NEW YORK (Reuters) - Alan Krueger, a prominent Princeton University economics professor who advised U.S. Presidents Bill Clinton and Barack Obama, took his own life over the weekend, his family said in a statement on Monday. He was 58.
The statement did not elaborate about the circumstances of Krueger’s death, nor did the university when confirming it earlier in the day.
Krueger served in the last two Democratic administrations - as chief economist for the U.S. Department of Labor during the Clinton era and as chair of the White House Council of Economic Advisers for Obama.
“It is with tremendous sadness we share that Professor Alan B. Krueger, beloved husband, father, son, brother, and Princeton professor of economics took his own life over the weekend,” his family said in the statement furnished by the university. “The family requests the time and space to grieve and remember him.”
He had taught economics at Princeton since 1987. Last week, Krueger delivered a lecture at Stanford University in California on income distribution and labor market regulation titled “Why is Basic Universal Income So Controversial?”
“Alan was recognized as a true leader in his field, known and admired for both his research and teaching,” Princeton said in a statement.

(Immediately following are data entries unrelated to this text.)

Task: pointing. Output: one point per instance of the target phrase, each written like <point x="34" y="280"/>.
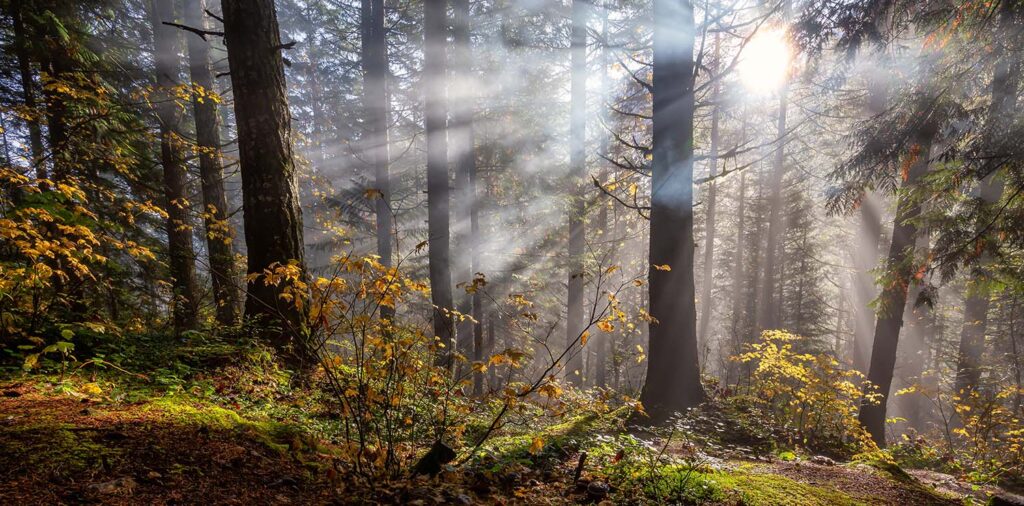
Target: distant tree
<point x="438" y="219"/>
<point x="219" y="234"/>
<point x="166" y="42"/>
<point x="578" y="205"/>
<point x="996" y="131"/>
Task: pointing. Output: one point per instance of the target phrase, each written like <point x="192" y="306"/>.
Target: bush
<point x="810" y="394"/>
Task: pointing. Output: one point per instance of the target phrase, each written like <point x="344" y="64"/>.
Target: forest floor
<point x="60" y="446"/>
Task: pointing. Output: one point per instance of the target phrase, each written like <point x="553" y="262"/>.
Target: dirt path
<point x="62" y="451"/>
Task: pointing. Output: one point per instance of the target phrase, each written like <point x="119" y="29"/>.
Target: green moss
<point x="756" y="489"/>
<point x="186" y="411"/>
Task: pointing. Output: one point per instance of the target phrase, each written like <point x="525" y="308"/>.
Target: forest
<point x="726" y="252"/>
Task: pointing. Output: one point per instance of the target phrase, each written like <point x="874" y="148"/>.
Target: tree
<point x="463" y="143"/>
<point x="434" y="64"/>
<point x="769" y="309"/>
<point x="180" y="251"/>
<point x="269" y="192"/>
<point x="219" y="235"/>
<point x="376" y="106"/>
<point x="899" y="270"/>
<point x="1001" y="114"/>
<point x="29" y="88"/>
<point x="709" y="260"/>
<point x="578" y="206"/>
<point x="673" y="373"/>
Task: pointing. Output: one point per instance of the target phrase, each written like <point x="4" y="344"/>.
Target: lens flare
<point x="764" y="61"/>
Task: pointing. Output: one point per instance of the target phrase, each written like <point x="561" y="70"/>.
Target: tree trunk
<point x="1006" y="79"/>
<point x="376" y="106"/>
<point x="219" y="234"/>
<point x="180" y="251"/>
<point x="776" y="225"/>
<point x="709" y="267"/>
<point x="29" y="91"/>
<point x="673" y="382"/>
<point x="269" y="191"/>
<point x="434" y="62"/>
<point x="737" y="279"/>
<point x="578" y="169"/>
<point x="900" y="271"/>
<point x="865" y="257"/>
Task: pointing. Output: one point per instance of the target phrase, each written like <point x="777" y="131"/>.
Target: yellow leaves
<point x="550" y="390"/>
<point x="91" y="389"/>
<point x="537" y="446"/>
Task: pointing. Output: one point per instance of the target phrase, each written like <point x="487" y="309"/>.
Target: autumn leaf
<point x="537" y="446"/>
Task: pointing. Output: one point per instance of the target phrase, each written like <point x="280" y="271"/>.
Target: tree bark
<point x="865" y="257"/>
<point x="29" y="90"/>
<point x="219" y="234"/>
<point x="1006" y="80"/>
<point x="438" y="227"/>
<point x="577" y="214"/>
<point x="180" y="251"/>
<point x="269" y="191"/>
<point x="673" y="382"/>
<point x="900" y="270"/>
<point x="709" y="265"/>
<point x="377" y="108"/>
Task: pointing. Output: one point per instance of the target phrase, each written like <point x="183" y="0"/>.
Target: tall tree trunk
<point x="219" y="234"/>
<point x="434" y="62"/>
<point x="673" y="382"/>
<point x="776" y="225"/>
<point x="770" y="303"/>
<point x="269" y="191"/>
<point x="377" y="107"/>
<point x="601" y="373"/>
<point x="1006" y="80"/>
<point x="865" y="257"/>
<point x="709" y="267"/>
<point x="29" y="91"/>
<point x="463" y="145"/>
<point x="182" y="256"/>
<point x="578" y="169"/>
<point x="737" y="278"/>
<point x="900" y="269"/>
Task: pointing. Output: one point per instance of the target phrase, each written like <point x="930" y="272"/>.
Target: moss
<point x="754" y="490"/>
<point x="281" y="437"/>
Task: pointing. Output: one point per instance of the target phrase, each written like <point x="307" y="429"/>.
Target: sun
<point x="764" y="61"/>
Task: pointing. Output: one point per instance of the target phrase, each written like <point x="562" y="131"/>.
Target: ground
<point x="64" y="447"/>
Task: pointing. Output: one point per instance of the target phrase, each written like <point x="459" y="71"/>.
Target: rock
<point x="512" y="478"/>
<point x="125" y="485"/>
<point x="1006" y="499"/>
<point x="597" y="490"/>
<point x="822" y="460"/>
<point x="434" y="459"/>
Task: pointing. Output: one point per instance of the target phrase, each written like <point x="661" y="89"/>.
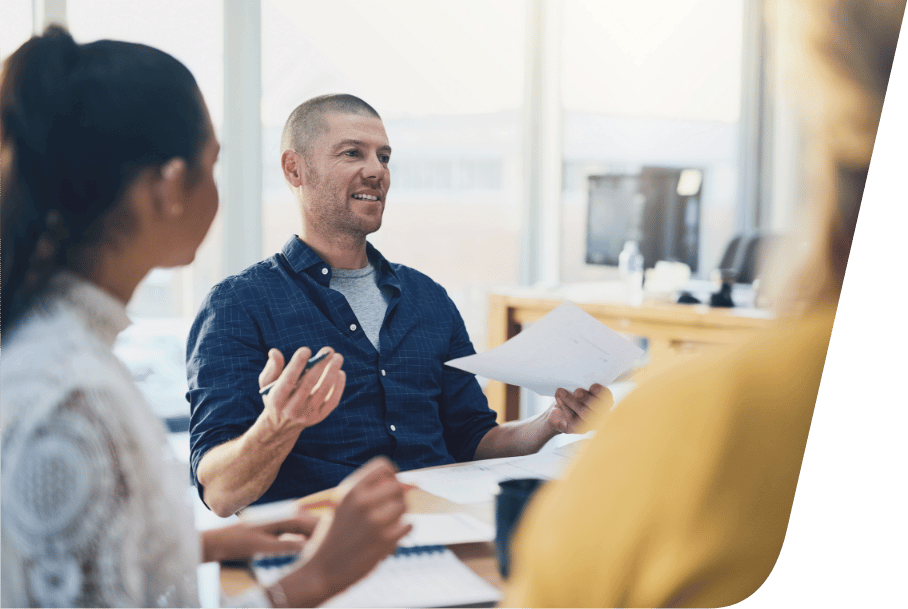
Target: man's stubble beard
<point x="332" y="219"/>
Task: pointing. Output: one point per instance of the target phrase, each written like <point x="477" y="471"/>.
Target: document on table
<point x="567" y="348"/>
<point x="445" y="530"/>
<point x="420" y="576"/>
<point x="477" y="481"/>
<point x="425" y="576"/>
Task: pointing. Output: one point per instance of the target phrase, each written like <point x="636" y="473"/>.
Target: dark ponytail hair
<point x="77" y="125"/>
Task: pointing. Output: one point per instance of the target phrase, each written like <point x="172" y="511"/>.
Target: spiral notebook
<point x="421" y="576"/>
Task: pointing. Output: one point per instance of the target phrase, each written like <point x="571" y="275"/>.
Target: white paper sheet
<point x="567" y="348"/>
<point x="477" y="481"/>
<point x="445" y="530"/>
<point x="433" y="579"/>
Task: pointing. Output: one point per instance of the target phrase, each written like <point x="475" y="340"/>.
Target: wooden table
<point x="669" y="328"/>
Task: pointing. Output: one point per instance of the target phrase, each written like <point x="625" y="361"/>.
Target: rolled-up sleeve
<point x="465" y="413"/>
<point x="225" y="354"/>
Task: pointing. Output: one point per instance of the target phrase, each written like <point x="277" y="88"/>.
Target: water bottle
<point x="630" y="269"/>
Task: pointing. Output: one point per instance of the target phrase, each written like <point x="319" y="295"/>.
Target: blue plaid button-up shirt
<point x="401" y="402"/>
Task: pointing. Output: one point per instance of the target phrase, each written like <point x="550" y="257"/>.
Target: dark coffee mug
<point x="513" y="497"/>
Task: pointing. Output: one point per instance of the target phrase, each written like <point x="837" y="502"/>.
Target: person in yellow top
<point x="683" y="496"/>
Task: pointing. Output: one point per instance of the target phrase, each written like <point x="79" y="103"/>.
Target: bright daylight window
<point x="447" y="80"/>
<point x="165" y="303"/>
<point x="15" y="27"/>
<point x="651" y="83"/>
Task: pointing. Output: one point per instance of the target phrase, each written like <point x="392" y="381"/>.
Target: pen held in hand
<point x="312" y="362"/>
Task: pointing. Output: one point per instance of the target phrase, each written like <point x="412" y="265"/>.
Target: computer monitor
<point x="658" y="207"/>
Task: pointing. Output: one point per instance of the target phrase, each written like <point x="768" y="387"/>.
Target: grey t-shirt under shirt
<point x="369" y="303"/>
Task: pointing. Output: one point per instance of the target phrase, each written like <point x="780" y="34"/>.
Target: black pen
<point x="312" y="361"/>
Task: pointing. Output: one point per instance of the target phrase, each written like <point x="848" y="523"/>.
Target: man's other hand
<point x="297" y="399"/>
<point x="572" y="410"/>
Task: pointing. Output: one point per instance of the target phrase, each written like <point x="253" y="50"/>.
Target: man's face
<point x="346" y="176"/>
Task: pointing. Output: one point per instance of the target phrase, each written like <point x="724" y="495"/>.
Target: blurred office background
<point x="498" y="113"/>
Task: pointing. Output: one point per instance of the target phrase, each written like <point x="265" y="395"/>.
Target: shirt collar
<point x="303" y="259"/>
<point x="106" y="315"/>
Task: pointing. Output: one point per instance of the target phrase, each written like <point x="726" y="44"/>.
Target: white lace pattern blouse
<point x="94" y="504"/>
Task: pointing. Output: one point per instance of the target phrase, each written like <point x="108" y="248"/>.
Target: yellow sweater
<point x="682" y="498"/>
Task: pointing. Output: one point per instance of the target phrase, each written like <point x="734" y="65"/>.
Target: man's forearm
<point x="238" y="472"/>
<point x="515" y="438"/>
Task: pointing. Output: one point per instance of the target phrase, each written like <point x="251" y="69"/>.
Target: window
<point x="447" y="79"/>
<point x="651" y="83"/>
<point x="191" y="32"/>
<point x="15" y="27"/>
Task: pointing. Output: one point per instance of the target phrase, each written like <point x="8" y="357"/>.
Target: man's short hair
<point x="305" y="123"/>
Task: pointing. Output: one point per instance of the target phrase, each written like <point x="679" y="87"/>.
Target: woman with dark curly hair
<point x="108" y="155"/>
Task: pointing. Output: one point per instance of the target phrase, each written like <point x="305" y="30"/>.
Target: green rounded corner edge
<point x="847" y="539"/>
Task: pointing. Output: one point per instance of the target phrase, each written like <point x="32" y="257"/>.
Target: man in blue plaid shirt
<point x="328" y="290"/>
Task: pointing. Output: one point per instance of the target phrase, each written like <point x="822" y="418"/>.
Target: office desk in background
<point x="670" y="329"/>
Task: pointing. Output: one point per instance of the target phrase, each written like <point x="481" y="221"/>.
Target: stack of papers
<point x="567" y="348"/>
<point x="477" y="481"/>
<point x="422" y="576"/>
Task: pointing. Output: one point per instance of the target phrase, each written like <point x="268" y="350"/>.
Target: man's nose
<point x="375" y="169"/>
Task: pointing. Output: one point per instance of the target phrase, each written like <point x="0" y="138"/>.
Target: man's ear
<point x="293" y="168"/>
<point x="171" y="188"/>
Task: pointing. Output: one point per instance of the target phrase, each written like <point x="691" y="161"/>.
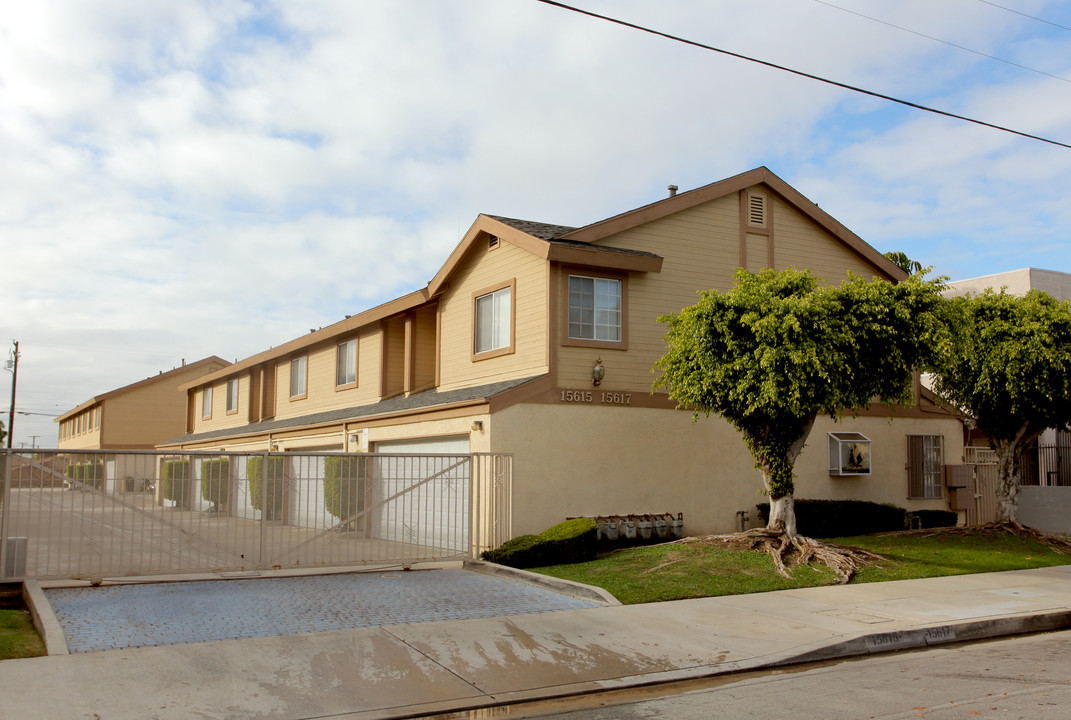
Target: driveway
<point x="119" y="616"/>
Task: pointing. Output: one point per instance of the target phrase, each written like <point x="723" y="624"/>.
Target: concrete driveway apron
<point x="121" y="616"/>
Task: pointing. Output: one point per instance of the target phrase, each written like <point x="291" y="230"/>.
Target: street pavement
<point x="410" y="670"/>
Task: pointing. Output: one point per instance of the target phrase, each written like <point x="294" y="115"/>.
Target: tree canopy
<point x="780" y="348"/>
<point x="904" y="263"/>
<point x="1009" y="366"/>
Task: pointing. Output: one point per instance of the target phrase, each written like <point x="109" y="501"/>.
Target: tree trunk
<point x="1007" y="484"/>
<point x="783" y="515"/>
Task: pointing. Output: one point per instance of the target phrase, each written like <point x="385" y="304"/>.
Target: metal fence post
<point x="264" y="509"/>
<point x="5" y="498"/>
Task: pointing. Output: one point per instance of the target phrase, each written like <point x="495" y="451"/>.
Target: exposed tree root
<point x="843" y="560"/>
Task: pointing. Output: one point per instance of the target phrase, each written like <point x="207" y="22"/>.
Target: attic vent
<point x="756" y="210"/>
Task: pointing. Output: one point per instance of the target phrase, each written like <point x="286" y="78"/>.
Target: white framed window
<point x="596" y="309"/>
<point x="925" y="464"/>
<point x="493" y="324"/>
<point x="232" y="395"/>
<point x="299" y="377"/>
<point x="848" y="454"/>
<point x="346" y="363"/>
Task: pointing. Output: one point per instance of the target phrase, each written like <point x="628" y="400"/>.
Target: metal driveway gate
<point x="111" y="513"/>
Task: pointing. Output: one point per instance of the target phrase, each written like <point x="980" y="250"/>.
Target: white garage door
<point x="423" y="499"/>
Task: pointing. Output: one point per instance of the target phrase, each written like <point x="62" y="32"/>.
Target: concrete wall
<point x="1045" y="508"/>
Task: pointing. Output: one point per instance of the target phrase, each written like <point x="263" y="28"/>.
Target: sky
<point x="185" y="179"/>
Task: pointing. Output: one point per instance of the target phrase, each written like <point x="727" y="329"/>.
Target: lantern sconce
<point x="598" y="372"/>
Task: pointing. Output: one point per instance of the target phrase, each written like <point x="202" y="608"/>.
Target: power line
<point x="1039" y="19"/>
<point x="945" y="42"/>
<point x="800" y="73"/>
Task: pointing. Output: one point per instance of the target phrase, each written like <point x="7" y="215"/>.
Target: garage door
<point x="421" y="497"/>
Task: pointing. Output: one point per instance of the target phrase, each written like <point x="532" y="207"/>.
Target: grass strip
<point x="712" y="567"/>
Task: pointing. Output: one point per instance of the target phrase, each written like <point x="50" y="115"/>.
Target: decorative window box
<point x="848" y="454"/>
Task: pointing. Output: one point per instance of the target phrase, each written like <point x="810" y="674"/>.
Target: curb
<point x="862" y="645"/>
<point x="935" y="635"/>
<point x="44" y="619"/>
<point x="564" y="586"/>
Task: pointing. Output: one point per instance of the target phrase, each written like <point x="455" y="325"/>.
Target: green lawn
<point x="17" y="636"/>
<point x="674" y="571"/>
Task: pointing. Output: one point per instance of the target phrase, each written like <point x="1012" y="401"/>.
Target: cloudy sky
<point x="183" y="179"/>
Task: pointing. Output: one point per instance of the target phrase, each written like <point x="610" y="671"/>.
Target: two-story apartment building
<point x="539" y="340"/>
<point x="136" y="416"/>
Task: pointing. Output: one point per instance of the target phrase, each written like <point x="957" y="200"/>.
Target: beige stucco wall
<point x="1016" y="282"/>
<point x="593" y="461"/>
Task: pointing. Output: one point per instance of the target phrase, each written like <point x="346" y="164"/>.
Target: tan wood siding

An avid music fan, Krueger posted about Bruce Springsteen and other rock stars on Twitter and wove David Bowie into his lectures. He made this passion the subject of his latest research in his forthcoming book on economics and the music industry, due to be released in June.
Krueger received numerous awards, including the Kershaw Prize from the Association for Public Policy and Management in 1997 for distinguished contributions to public policy analysis by someone under the age of 40.
He is survived by his wife, Lisa, and two children.